William Keith (1838 – 1911)


William Keith Museum Collections

 

William Keith was one of the leading western landscape painters of the late nineteenth century.

Keith was born in Aberdeen, Scotland and emigrated to New York with his family in 1850. He apprenticed with a wood engraver and later worked for Harper Brothers publishers. He may first have visited California in 1858 on assignment, but also visited Scotland that same year, and worked at the London Daily News.

In 1859, Keith moved to San Francisco where he worked for an engraver before setting up his own engraving shop with a partner. He first studied painting with Samuel Brookes in 1863, and took watercolor instruction from his wife, Elizabeth Emerson, whom he married in 1864. In 1868, Keith gave up engraving to pursue painting full time, encouraged by having received a commission from a steamship company to paint landscapes along the Columbia River.

In 1869, the Keiths left for Dusseldorf, Germany where William studied with Albert Flamm and Andreas Achenbach, although he did not enroll at the Royal Academy. More influential on his style of painting were the French Barbizon painters who emphasized mood and emotion over the dramatized realism of the German romantic painters. Leaving Europe, the Keiths spent the winter of 1871-72 painting in the Boston studio of William Hahn. The Barbizon and other “modern French” paintings had become popular on the east coast, and Keith’s canvases received critical acclaim at exhibitions in Boston and New York.

After returning to San Francisco in 1872, Keith joined the Bohemian Club and started exhibiting his work there. He met naturalist John Muir that same year and the two became lifelong friends. Muir led the painter into seldom visited landscapes around California, especially in his beloved Sierra Nevada and Yosemite. During the 1870s, Keith completed several eight by ten foot paintings of High Sierra views which were thought to rival the monumental canvases of Thomas Hill, the other renowned California landscape painter of the era.

Elizabeth Keith died in 1882, and the next year William married Mary McHenry a pioneering female law school graduate. The couple soon left for Munich where Keith studied portrait painting for two years. Returning to California, the Keiths settled in Berkeley although William maintained a studio in San Francisco, commuting each day on the ferry. The studio burned in the earthquake and fire of 1906, and Keith is said to have lost as many as 2000 paintings.

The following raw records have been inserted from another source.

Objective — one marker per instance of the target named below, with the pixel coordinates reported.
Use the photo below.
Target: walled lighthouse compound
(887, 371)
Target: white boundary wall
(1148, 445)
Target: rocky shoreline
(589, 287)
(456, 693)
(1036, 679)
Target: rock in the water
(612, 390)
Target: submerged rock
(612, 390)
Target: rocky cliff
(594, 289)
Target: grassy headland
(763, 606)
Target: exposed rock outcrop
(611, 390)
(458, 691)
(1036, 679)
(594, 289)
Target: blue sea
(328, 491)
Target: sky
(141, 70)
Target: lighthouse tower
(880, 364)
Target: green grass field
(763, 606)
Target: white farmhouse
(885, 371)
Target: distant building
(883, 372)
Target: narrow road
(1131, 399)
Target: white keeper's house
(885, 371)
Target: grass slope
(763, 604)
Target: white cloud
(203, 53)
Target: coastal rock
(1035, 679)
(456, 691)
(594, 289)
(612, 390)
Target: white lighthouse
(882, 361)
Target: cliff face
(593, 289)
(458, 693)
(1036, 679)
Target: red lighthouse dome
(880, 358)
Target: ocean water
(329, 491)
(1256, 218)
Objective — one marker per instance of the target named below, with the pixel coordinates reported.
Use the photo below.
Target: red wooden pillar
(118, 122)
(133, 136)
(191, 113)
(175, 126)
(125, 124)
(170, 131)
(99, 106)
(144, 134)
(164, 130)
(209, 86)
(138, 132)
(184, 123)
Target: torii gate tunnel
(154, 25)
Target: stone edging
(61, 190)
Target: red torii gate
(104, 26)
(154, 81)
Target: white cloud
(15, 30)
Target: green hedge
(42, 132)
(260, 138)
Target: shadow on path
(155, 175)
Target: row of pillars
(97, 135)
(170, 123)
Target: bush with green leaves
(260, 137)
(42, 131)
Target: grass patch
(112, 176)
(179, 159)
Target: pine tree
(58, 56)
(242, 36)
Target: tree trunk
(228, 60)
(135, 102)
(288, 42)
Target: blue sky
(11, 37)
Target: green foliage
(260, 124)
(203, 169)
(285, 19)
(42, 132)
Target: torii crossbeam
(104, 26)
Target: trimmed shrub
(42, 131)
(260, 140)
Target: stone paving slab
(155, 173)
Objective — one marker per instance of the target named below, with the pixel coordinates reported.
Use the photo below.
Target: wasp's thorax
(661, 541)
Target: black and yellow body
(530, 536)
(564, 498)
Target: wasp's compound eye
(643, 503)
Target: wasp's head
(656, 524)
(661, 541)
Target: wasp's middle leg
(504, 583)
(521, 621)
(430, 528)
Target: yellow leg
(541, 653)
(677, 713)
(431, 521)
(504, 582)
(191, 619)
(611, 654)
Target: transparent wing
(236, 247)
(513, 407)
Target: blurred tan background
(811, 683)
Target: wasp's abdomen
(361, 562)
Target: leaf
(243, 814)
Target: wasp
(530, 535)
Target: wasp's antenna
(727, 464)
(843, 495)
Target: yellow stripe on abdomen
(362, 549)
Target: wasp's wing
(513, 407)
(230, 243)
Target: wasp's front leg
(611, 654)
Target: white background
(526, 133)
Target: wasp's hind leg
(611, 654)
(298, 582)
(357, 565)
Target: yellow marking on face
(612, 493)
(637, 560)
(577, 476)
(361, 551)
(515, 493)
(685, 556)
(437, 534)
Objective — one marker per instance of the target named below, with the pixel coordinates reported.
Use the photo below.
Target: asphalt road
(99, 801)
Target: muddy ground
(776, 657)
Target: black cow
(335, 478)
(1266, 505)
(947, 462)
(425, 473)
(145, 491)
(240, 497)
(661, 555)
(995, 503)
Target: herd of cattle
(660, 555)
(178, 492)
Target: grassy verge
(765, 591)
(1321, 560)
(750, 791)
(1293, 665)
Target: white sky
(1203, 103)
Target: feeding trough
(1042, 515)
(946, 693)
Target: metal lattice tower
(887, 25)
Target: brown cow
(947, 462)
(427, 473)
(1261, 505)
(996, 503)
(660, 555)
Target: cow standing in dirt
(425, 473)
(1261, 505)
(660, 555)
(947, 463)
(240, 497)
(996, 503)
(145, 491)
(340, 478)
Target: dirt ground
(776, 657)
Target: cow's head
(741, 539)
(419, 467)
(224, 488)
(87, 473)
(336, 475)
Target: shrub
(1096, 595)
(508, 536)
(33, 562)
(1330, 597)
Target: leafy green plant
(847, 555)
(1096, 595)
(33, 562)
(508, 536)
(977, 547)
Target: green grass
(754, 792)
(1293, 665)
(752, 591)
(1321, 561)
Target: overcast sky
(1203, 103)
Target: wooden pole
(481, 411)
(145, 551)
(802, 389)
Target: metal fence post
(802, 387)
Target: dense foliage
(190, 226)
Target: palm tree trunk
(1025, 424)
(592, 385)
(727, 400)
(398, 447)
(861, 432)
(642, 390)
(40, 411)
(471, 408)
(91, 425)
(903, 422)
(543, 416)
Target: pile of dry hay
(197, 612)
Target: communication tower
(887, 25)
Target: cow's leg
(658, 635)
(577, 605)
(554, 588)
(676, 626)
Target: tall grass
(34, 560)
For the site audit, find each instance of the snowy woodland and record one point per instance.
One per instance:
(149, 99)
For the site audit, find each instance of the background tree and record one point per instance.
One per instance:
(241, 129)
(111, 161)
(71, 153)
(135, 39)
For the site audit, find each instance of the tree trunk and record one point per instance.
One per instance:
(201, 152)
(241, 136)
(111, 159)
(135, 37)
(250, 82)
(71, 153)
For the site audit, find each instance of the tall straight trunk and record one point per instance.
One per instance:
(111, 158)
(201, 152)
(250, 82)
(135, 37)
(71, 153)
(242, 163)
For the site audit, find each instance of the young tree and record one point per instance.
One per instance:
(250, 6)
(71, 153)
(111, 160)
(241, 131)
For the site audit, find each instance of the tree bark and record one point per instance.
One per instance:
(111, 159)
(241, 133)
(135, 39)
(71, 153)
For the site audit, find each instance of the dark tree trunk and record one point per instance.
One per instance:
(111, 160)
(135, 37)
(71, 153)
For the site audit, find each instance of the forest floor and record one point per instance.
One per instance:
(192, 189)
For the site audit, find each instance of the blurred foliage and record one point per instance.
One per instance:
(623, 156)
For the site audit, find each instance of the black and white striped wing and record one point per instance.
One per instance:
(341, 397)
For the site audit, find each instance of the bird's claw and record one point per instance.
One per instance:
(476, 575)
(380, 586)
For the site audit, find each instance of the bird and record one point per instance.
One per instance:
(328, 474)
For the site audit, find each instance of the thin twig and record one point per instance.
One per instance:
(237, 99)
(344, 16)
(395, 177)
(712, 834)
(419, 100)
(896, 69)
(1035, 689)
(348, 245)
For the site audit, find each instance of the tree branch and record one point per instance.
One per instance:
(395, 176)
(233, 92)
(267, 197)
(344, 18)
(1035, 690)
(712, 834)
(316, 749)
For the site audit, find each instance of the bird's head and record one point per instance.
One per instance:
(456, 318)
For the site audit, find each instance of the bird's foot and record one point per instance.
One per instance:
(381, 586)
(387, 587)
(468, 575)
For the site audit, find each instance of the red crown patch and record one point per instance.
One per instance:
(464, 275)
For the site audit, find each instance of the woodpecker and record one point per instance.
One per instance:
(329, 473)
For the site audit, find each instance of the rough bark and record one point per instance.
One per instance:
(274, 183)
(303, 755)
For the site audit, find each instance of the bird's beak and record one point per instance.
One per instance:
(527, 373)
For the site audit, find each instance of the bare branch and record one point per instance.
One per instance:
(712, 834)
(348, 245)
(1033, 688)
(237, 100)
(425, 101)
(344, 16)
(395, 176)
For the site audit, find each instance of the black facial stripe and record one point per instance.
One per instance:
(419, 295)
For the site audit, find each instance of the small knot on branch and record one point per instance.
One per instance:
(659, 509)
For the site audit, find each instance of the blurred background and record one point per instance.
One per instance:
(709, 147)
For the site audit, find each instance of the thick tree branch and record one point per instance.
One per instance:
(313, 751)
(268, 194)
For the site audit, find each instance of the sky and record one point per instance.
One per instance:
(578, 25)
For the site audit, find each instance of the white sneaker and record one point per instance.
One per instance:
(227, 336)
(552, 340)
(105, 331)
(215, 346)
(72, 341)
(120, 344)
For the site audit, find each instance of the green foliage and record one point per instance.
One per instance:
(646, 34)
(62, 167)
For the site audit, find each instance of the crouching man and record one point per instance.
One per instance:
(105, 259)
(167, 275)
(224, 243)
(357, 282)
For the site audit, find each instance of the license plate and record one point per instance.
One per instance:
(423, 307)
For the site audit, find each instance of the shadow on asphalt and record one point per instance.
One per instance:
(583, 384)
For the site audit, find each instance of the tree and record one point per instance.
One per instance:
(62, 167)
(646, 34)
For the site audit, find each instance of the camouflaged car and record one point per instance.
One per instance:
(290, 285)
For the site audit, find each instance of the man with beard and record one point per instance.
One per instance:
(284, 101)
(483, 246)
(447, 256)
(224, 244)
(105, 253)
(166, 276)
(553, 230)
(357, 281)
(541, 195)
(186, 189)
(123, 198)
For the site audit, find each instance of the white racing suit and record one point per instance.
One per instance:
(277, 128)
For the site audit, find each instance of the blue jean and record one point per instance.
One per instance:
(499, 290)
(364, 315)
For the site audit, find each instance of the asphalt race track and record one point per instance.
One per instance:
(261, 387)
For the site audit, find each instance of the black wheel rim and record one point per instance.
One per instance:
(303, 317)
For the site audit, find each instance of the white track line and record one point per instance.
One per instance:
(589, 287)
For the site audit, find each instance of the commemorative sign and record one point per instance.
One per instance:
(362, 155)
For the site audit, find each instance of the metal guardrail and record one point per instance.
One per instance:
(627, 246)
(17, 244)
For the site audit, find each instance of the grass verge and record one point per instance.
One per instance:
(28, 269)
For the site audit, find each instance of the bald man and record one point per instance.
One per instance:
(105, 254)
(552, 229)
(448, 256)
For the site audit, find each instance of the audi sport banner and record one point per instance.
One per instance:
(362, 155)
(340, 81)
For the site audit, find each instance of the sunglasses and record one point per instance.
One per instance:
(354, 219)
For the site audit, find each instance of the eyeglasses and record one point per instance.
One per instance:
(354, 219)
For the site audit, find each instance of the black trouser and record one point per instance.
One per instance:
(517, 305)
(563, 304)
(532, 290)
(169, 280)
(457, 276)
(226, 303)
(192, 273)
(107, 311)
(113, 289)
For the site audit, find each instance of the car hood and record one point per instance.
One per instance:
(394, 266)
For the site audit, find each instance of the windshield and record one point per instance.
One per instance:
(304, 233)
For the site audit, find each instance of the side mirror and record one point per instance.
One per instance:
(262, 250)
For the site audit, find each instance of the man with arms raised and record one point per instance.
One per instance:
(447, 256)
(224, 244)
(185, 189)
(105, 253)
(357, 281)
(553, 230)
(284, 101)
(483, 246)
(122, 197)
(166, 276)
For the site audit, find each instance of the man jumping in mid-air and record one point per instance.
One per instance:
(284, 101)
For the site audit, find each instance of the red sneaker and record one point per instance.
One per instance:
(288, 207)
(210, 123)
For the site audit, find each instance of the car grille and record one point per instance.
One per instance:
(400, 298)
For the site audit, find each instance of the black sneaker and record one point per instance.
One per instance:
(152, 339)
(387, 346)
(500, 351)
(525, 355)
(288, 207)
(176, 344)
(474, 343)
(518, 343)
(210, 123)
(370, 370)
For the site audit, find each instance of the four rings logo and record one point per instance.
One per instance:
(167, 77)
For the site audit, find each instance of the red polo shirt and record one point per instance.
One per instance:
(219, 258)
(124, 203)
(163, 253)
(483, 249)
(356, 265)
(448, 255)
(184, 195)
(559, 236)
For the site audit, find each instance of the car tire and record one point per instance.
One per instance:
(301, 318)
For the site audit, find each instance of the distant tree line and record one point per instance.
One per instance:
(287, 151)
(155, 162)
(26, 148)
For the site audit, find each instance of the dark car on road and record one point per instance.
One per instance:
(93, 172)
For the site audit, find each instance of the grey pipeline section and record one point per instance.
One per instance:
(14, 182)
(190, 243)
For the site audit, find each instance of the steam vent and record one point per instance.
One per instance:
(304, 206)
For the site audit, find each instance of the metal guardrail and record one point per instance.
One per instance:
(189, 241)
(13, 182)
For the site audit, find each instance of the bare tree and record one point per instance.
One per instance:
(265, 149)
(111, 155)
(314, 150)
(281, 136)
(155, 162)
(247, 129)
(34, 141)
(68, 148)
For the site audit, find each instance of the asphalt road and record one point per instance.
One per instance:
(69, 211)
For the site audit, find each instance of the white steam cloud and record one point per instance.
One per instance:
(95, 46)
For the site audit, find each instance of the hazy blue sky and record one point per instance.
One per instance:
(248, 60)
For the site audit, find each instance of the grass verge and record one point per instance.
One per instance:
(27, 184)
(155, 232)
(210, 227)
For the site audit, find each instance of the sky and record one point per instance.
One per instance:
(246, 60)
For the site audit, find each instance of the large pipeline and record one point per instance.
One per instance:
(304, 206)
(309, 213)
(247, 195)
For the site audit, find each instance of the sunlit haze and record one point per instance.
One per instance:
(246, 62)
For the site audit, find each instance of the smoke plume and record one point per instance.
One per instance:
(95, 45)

After a trip to Alaska in 1887, Keith mounted a show at the Bohemian Club he titled Dreams of Alaska. These paintings were not literal translations of the views he sketched on location, but rather “fantasies of a poetical nature” as the catalogue from the show reported. Following his second trip to Europe, Keith’s style of painting had become even looser and more evocative under influence of the French landscapists. By the 1890s, he had pushed this “suggestive” approach to capturing the landscape into the realm of tonalism, perhaps partially influenced by George Innes who painted in Keith’s studio for several weeks in 1891. The two also painted together in Monterey and Yosemite, and both were Swedenborgians, which probably drove their search for the spiritual truths of the landscape that lay behind its surface appearances. Paintings made during the last two decades of Keith’s life tend to be smaller, darker, and moodier than his brighter and more evenly lighted early work.

Keith exhibited widely from the 1870s until his death, including participation in international expositions, museum shows, and solo shows in London and at the Macbeth Gallery in New York. He received numerous awards for his work. Four years after his death, Keith was honored with an entire room devoted to his paintings at the Panama-Pacific International Exposition.